According to the progress of the reform, the two pilot banks need to be audited by intermediaries in a timely manner, and the relevant audit results should be announced to the public or communicated with regulatory agencies; The two pilot banks and relevant departments should also strengthen the information disclosure of the reform, disclose the progress of the reform to the public in an appropriate way, communicate with the news media in time on relevant issues in the reform, and accept social supervision.

Nine, about the comprehensive reform of industry and agriculture.

While China Construction Bank and China Construction Bank are implementing joint-stock reform, Industrial and Commercial Bank and Agricultural Bank also need to solve the problems of asset quality and operating efficiency, deepen internal reform, strengthen basic management, accelerate innovation and development, and start the reform process as soon as possible according to the requirements of modern enterprise system. Industrial and agricultural reform should mainly grasp the following points:

First, fully understand the importance of reform. Industrial and Commercial Bank of China is the largest state-owned commercial bank in China, and Agricultural Bank of China is the state-owned commercial bank with the largest number of institutional outlets in China. Starting the reform of Industrial and Agricultural Bank of China is of great strategic significance to comprehensively promote the banking reform in China and truly resolve the banking risks in China. Therefore, if the industrial and agricultural banks want to survive and develop, they must reform, and there is no other way. The whole society should fully realize this, and the two banks should be fully prepared.
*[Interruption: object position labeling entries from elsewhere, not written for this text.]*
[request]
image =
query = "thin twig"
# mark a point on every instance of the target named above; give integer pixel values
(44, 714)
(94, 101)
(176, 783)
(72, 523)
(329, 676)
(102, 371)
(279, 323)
The second is to fully estimate the arduousness of reform. The total assets and non-performing assets of ICBC are much larger than those of CCB and CCB, and the internal management, historical issues and internal and external relations are much more complicated. Promoting the reform of industrial and agricultural banks involves more interest adjustment, and at the same time it will encounter greater resistance, so we should be fully prepared for this.

The third is to fully consider the particularity of the reform of the two banks. At present, the reform plan of ICBC is being studied and formulated. The main service target of ICBC is industrial and commercial enterprises, and the reform of ICBC is closely linked with the reform of state-owned enterprises. The reform of state-owned enterprises, especially the policy bankruptcy, will bring uncertainty to the reform of ICBC. ICBC should be fully aware of this uncertainty, and financial restructuring must be carried out. After financial reorganization, the standards of various indicators cannot be relaxed. Agricultural Bank of China mainly faces agriculture, countryside and farmers. At present, it is impossible for China to completely solve the problems of agriculture, countryside and farmers by market means, which is the biggest particularity of the reform of Agricultural Bank of China. Therefore, the reform of Agricultural Bank of China should be considered under the framework of the whole rural financial system reform. On this premise, combined with their own reality, put forward a comparable scheme and demonstrate it quickly.

Summarizing the past is to better grasp the future. At present, the reform of state-owned commercial banks is in a critical period. As a participant in the reform and a witness to these historical events, I would like to take this opportunity to talk about some views, which only represent my personal academic views.